Canadian Computing Competition: 2000 Stage 1, Junior #4, Senior #2
A series of streams run down the side of a mountain. The mountainside is very rocky so the streams split and rejoin many times. At the foot of the mountain, several streams emerge as rivers. Your job is to compute how much water flows in each river.
At any given elevation there are m streams, labelled ~1~ to ~m~ from left-to-right. As we proceed down the mountainside, one of the streams may split into a left fork and a right fork, increasing the total number of streams by ~1~, or two streams may rejoin, reducing the total number of streams by ~1~. After a split or a rejoining occurs, the streams are renumbered consecutively from left-to-right. There is always at least one stream and there are never more than ~100~ streams.
The first line of input contains ~n~, the initial number of streams at some high altitude. The next ~n~ lines give the flow in each of the streams from left-to-right. Proceeding down the mountainside, several split or rejoin locations are encountered.
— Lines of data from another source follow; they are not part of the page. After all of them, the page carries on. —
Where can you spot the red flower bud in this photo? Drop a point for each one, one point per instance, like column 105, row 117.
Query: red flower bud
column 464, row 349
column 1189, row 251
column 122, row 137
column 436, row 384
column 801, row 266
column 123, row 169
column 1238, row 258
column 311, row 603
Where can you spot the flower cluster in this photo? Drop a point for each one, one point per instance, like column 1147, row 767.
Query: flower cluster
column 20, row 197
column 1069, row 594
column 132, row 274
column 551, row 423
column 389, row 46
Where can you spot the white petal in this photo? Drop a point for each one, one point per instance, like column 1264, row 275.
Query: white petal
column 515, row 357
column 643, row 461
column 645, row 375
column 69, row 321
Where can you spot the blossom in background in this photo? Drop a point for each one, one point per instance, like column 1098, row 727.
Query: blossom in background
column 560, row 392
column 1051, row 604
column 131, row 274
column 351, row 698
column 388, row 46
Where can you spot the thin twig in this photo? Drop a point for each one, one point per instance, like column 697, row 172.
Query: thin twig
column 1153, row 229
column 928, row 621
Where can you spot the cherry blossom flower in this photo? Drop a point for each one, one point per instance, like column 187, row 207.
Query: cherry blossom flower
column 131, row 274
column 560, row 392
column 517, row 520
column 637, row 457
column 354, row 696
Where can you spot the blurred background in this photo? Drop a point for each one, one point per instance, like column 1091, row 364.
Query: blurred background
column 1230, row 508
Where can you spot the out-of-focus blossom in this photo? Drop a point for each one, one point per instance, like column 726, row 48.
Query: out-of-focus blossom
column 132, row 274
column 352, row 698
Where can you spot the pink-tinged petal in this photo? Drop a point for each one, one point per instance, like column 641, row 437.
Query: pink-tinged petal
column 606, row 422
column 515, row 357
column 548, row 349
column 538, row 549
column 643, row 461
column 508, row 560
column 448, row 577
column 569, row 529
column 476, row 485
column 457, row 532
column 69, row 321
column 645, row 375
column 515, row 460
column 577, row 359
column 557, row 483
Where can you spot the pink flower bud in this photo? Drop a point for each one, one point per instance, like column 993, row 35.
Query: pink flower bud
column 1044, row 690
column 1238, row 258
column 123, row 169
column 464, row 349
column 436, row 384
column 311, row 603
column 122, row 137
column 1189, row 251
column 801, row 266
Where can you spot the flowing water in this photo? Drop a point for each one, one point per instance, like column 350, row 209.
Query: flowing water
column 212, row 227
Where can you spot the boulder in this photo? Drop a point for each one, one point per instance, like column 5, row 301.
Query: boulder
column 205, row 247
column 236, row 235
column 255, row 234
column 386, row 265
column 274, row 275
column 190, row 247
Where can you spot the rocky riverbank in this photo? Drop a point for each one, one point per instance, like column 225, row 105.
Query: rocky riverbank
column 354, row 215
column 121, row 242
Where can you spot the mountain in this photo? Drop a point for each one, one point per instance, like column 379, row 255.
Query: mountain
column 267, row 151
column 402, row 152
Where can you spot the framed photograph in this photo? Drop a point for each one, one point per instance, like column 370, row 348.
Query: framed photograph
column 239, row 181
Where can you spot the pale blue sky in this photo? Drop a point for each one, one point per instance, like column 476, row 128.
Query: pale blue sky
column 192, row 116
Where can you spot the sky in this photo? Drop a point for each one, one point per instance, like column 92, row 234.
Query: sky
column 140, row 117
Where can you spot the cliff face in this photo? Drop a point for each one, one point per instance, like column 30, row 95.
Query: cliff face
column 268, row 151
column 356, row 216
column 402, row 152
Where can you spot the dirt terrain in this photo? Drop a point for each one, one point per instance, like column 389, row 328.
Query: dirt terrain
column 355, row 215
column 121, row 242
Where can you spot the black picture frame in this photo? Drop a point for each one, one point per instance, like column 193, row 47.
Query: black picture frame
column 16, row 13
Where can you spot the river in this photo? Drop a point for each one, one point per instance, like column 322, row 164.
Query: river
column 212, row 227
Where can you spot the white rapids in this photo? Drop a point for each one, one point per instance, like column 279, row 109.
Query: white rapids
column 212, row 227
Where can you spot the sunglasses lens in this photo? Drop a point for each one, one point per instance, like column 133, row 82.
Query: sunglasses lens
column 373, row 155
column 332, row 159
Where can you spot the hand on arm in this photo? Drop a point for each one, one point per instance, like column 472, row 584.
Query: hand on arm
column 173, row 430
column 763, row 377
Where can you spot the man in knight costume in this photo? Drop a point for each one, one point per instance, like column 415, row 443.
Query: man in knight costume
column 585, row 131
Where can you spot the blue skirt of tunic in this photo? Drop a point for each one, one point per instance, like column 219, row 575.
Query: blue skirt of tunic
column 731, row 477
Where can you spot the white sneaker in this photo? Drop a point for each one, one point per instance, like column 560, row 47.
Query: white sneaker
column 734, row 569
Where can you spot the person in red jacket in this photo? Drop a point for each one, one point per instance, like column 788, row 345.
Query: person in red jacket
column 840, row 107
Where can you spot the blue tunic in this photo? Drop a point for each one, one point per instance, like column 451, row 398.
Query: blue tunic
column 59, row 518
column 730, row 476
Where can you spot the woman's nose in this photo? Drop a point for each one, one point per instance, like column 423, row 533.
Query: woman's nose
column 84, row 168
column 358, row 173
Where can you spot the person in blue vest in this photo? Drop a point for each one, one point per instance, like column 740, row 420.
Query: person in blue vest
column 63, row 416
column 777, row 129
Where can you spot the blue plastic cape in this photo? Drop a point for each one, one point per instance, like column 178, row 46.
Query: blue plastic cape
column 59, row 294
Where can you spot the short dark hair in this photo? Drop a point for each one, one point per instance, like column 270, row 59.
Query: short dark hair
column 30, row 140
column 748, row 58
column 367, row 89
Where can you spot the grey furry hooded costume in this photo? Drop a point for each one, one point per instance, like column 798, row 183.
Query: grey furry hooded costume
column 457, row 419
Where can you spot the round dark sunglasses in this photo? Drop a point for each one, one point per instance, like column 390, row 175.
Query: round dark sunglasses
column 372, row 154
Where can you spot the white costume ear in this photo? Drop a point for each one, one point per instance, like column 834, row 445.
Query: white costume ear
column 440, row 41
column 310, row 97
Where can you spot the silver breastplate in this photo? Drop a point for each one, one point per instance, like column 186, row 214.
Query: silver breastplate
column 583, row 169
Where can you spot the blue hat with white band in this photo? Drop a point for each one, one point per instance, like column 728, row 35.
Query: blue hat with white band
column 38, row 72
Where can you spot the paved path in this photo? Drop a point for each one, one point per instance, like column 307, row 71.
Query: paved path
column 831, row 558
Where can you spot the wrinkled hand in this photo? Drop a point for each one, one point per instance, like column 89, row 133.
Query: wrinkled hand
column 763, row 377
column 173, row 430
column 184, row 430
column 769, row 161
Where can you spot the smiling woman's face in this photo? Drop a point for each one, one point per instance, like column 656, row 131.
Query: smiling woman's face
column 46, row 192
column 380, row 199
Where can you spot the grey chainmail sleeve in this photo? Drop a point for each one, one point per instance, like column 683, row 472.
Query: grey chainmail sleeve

For each split location, there will be three lines of input.
- a line containing
99(to indicate a split)
- a line containing the number of the stream that is split
- a line containing a number between ~0~ and ~100~, the percentage of flow from the split stream that flows to the left fork. (The rest flows to the right fork)
For each join location, there will be two lines of input:
- a line containing
88(to indicate a join)
- a line containing the number of the stream that is rejoined with the stream to its right
The flow from both joined streams is combined. After the last split or join location will be:
- a single line containing
77(to indicate end of input)
Your job is to determine how many streams emerge at the foot of the mountain and what the flow is in each. Your output is a sequence of real numbers, rounded to the nearest integer, giving the flow in rivers ~1~ through ~m~.
3 10 20 30 99 1 50 88 3 88 2 77